1.    Presiede il Consiglio di Interclasse su delega del Dirigente Scolastico;

2.    prepara i lavori del Consiglio di Interclasse

3.    documenta l’Ordine del giorno consegnando ai partecipanti gli elementi utili per la discussione;

4.     Coordina la discussione:

a) controlla che la discussione sia attinente agli argomenti all’o.d.g. senza consentire deviazioni o divagazioni;

b) dà ai diversi punti di vista un’eguale opportunità di essere esaminati e valutati dal gruppo;

c) chiede che il gruppo rispetto ad un problema definisca i seguenti elementi: che cosa si fa, chi lo fa, come e quando;

d) riassume e sintetizza le decisioni assunte per una chiara verbalizzazione;

5.    coopera con il Responsabile di plesso;

6.    informa il Dirigente Scolastico sugli avvenimenti più significativi delle classi, riferendo su eventuali problemi rimasti insoluti, relativi agli alunni e ai genitori, per i provvedimenti necessari.

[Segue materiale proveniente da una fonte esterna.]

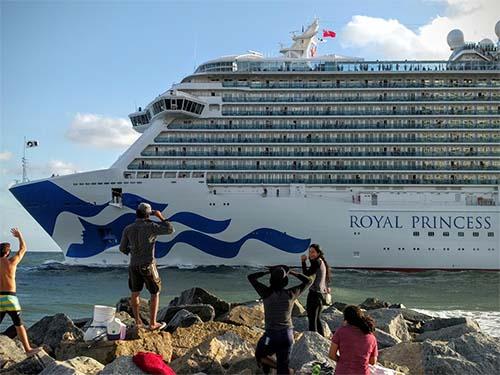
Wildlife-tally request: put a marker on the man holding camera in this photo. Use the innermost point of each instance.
(138, 240)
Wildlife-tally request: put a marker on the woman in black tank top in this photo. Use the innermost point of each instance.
(316, 298)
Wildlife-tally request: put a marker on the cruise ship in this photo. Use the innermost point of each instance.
(388, 165)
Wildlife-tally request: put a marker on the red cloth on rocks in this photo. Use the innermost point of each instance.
(152, 363)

7.    in caso di assenza del segretario affida i compiti di verbalizzante ad altro docente.

8.    in caso di sua assenza, i compiti del  Presidente sono rilevati dal membro più anziano del Consiglio di Interclasse.


IL SEGRETARIO DEL CONSIGLIO DI  INTERCLASSE

  • Collabora con il Presidente nella predisposizione dei dati informativi  richiesti dall’ordine del giorno delle riunioni;
  • durante le sedute del Consiglio di Interclasse registra le informazioni e le dichiarazioni da inserire nel verbale predisposto.
  • procede alla stesura del verbale in forma chiara, sintetica, ma compiuta e definitiva e lo sottopone all’approvazione del Presidente.
  • fa pervenire il verbale nell’Ufficio di Dirigenza entro otto giorni dalla seduta.